Images courtesy of Cabinet, London. Photos by Mark Blower.
What happens when you re-code commodity exchange from the side of labour, by selling objects back to capital, so to speak, to claim a sense of autonomy for the object in an act of re-circulation. And how does that complicate the performative acts that sex and art produce and their structurally dissimilar passages of labour, as Andrea Fraser investigates, for example, in Untitled (2003)? That is, what happens when acts of (self-) commodification imbricate themselves first as sex and then as art, as different manifestations of goods? Furthermore, how does one define a ‘practice’ within this ramified field–who produces what and what produces who?
The Szabo (2017) and ‘Throbbing Gristle’, Partner, Vol. 1, No. 9, February 1980 (1980)series individually and together problematise claims of authorship and modes of circulation. The Szabo series is a collaboration between Cosey and Szabo the photographer shot in 1977, a bespoke, speculative work intended for wide distribution for a sex industry whose market needs and legal conventions vary worldwide. This is made clear by the variety of poses, costumes and degrees of undress Cosey inhabits or performs, underlining the different modes of appeal and taste the photographs potentially generate. But who finally authors the images first as photographs and then as editorial pages in a publication and now as a work by Cosey Fanni Tutti in 2017? And how do networks of circulation affect the images multiple iterations through context and time?

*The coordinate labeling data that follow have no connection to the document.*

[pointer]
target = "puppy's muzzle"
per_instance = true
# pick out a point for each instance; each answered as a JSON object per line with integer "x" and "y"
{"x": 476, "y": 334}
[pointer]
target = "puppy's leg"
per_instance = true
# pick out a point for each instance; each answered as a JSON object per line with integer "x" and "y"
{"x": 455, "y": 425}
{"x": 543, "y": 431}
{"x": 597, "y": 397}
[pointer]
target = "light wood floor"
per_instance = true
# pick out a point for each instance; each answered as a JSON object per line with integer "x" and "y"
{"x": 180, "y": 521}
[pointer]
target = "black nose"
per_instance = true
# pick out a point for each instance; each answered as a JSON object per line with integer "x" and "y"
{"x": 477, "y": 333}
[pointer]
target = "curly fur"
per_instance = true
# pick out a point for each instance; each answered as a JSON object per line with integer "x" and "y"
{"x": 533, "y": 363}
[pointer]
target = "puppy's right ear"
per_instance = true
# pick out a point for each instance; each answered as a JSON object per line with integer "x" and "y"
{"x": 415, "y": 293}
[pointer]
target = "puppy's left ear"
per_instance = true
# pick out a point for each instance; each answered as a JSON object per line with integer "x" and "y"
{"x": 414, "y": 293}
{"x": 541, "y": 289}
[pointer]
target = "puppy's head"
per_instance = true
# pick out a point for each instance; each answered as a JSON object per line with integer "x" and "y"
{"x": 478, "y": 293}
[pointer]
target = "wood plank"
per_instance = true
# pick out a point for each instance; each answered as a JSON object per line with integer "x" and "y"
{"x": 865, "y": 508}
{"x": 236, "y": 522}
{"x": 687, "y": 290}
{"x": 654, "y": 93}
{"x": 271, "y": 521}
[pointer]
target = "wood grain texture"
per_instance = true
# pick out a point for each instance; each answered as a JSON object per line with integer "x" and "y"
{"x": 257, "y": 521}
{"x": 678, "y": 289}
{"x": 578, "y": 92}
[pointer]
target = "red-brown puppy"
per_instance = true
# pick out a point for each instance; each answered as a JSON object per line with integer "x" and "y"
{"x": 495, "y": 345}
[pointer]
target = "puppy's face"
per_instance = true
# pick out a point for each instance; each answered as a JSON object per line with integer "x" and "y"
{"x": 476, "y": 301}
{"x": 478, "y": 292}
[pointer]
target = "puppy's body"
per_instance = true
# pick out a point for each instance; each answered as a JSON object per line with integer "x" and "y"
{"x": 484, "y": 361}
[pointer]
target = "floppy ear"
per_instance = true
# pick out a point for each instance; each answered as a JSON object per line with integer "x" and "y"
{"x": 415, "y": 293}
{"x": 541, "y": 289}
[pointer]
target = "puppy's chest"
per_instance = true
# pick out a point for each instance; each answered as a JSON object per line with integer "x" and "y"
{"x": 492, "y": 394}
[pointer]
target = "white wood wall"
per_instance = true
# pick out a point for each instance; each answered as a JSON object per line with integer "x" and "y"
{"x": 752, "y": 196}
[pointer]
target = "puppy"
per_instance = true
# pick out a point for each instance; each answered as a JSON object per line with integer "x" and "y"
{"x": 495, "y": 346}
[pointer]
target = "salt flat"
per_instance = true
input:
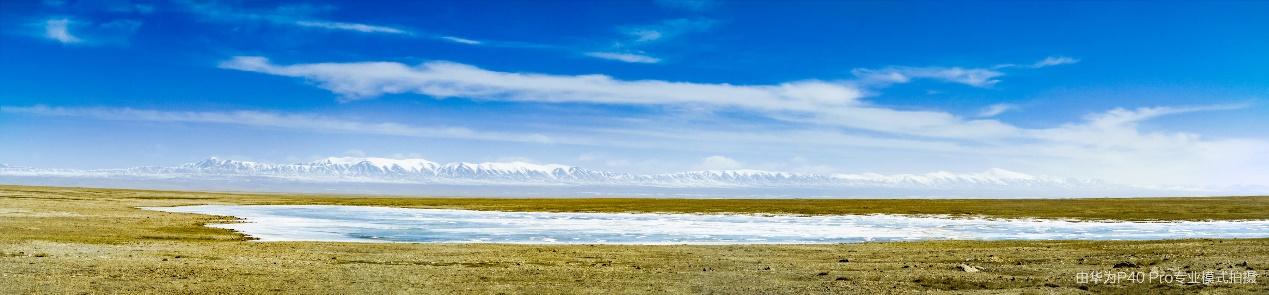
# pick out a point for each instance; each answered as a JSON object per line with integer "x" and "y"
{"x": 325, "y": 223}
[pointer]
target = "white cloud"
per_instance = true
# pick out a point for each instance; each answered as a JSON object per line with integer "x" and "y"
{"x": 310, "y": 122}
{"x": 359, "y": 80}
{"x": 67, "y": 31}
{"x": 1045, "y": 62}
{"x": 980, "y": 78}
{"x": 461, "y": 41}
{"x": 354, "y": 27}
{"x": 1055, "y": 61}
{"x": 718, "y": 163}
{"x": 59, "y": 29}
{"x": 668, "y": 29}
{"x": 995, "y": 109}
{"x": 296, "y": 15}
{"x": 624, "y": 57}
{"x": 1111, "y": 141}
{"x": 693, "y": 5}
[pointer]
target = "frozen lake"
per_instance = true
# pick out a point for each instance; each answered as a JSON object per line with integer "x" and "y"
{"x": 429, "y": 225}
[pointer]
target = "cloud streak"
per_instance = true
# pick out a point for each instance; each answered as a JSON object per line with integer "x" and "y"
{"x": 255, "y": 118}
{"x": 295, "y": 15}
{"x": 59, "y": 29}
{"x": 624, "y": 57}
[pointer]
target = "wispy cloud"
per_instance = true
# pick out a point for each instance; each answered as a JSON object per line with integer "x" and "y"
{"x": 354, "y": 27}
{"x": 646, "y": 34}
{"x": 255, "y": 118}
{"x": 1045, "y": 62}
{"x": 811, "y": 101}
{"x": 624, "y": 57}
{"x": 59, "y": 29}
{"x": 668, "y": 29}
{"x": 461, "y": 41}
{"x": 692, "y": 5}
{"x": 996, "y": 109}
{"x": 69, "y": 31}
{"x": 1055, "y": 61}
{"x": 980, "y": 78}
{"x": 295, "y": 15}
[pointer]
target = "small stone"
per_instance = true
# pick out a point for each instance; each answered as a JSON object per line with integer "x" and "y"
{"x": 967, "y": 268}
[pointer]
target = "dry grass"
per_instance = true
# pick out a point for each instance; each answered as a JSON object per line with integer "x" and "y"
{"x": 74, "y": 240}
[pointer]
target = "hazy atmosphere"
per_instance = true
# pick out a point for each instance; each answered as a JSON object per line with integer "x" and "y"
{"x": 1160, "y": 99}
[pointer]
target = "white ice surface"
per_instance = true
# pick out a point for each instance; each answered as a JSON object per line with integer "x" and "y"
{"x": 429, "y": 225}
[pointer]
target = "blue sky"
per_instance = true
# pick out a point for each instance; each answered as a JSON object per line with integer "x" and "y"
{"x": 1159, "y": 93}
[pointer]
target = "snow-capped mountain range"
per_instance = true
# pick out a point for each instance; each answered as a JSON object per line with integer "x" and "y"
{"x": 420, "y": 171}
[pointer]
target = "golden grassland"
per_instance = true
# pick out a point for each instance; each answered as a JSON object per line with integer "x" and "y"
{"x": 72, "y": 240}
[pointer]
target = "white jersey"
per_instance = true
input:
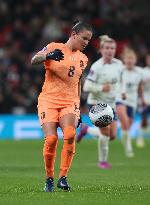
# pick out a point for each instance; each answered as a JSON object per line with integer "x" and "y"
{"x": 131, "y": 79}
{"x": 99, "y": 75}
{"x": 146, "y": 81}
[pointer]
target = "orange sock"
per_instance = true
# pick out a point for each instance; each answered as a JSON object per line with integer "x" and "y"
{"x": 49, "y": 153}
{"x": 68, "y": 150}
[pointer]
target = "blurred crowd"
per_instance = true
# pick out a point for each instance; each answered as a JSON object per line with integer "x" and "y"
{"x": 26, "y": 26}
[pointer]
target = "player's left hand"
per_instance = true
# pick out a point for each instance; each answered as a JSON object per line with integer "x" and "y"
{"x": 79, "y": 121}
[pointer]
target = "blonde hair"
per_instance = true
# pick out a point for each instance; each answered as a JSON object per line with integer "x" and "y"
{"x": 128, "y": 52}
{"x": 104, "y": 39}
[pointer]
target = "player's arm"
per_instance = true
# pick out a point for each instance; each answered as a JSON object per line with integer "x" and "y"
{"x": 44, "y": 55}
{"x": 141, "y": 93}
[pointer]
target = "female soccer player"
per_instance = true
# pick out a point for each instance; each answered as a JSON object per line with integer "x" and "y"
{"x": 132, "y": 77}
{"x": 101, "y": 83}
{"x": 146, "y": 108}
{"x": 58, "y": 103}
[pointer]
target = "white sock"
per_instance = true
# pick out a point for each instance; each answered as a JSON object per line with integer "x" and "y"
{"x": 103, "y": 148}
{"x": 94, "y": 131}
{"x": 126, "y": 139}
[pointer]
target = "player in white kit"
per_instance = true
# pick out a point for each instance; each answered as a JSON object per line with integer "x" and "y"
{"x": 146, "y": 108}
{"x": 132, "y": 77}
{"x": 101, "y": 83}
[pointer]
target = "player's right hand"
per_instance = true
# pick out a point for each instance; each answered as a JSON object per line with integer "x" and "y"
{"x": 106, "y": 87}
{"x": 56, "y": 55}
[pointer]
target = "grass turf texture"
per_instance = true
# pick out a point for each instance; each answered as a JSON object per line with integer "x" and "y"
{"x": 22, "y": 176}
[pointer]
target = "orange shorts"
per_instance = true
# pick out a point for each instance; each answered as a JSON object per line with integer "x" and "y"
{"x": 54, "y": 114}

Unlike the Szabo series and unlike almost all her other ‘magazine actions’, the images, layout and text in ‘Throbbing Gristle’, seen in situ, in and amongst the pages of the entire magazine, portray Cosey as an artist, as a musician and as a model, creating a cult of celebrity of sorts: a different kind of persona. This disclosure unmoors, at least from the outside, how a practice may be perceived and how, from the inside, labour can be defined, wherein practice is understood as a form-of-life, a way of doing as being, and labour as a social relation. This relation is literally and figuratively embedded in the magazine with its adverts, news, photos, stories and illustrations, a diagram of the sex industry as much as a document of society.
Together, the two series produce multiple temporalities and ways of reading following the logics of circulation and exchange. A magazine is a serial object, a commodity whose value or utility derives from its newsworthiness, the cheapness of its bulk production, the ease of its distribution and availability, until the logic of market obsolescence forces its redundancy with each successive issue. A companion thesis further extends the role of seriality and repetition within the porn magazine itself where a stock set of sexualised narratives, personae, poses, body types, fantasies and desires, clothes, sets and props are structurally reproduced over and over in a rehearsal of the same.
If the two works break down time or interrupt notions of authorship, circulation and commodity formation, what happens when they are read together? What is the relationship between image and text, between the images and the visual blanks or pauses in the frames? What happens spatially when the private practice of consuming porn is made public as art?
Finally, can we speak about a dialectic of sex?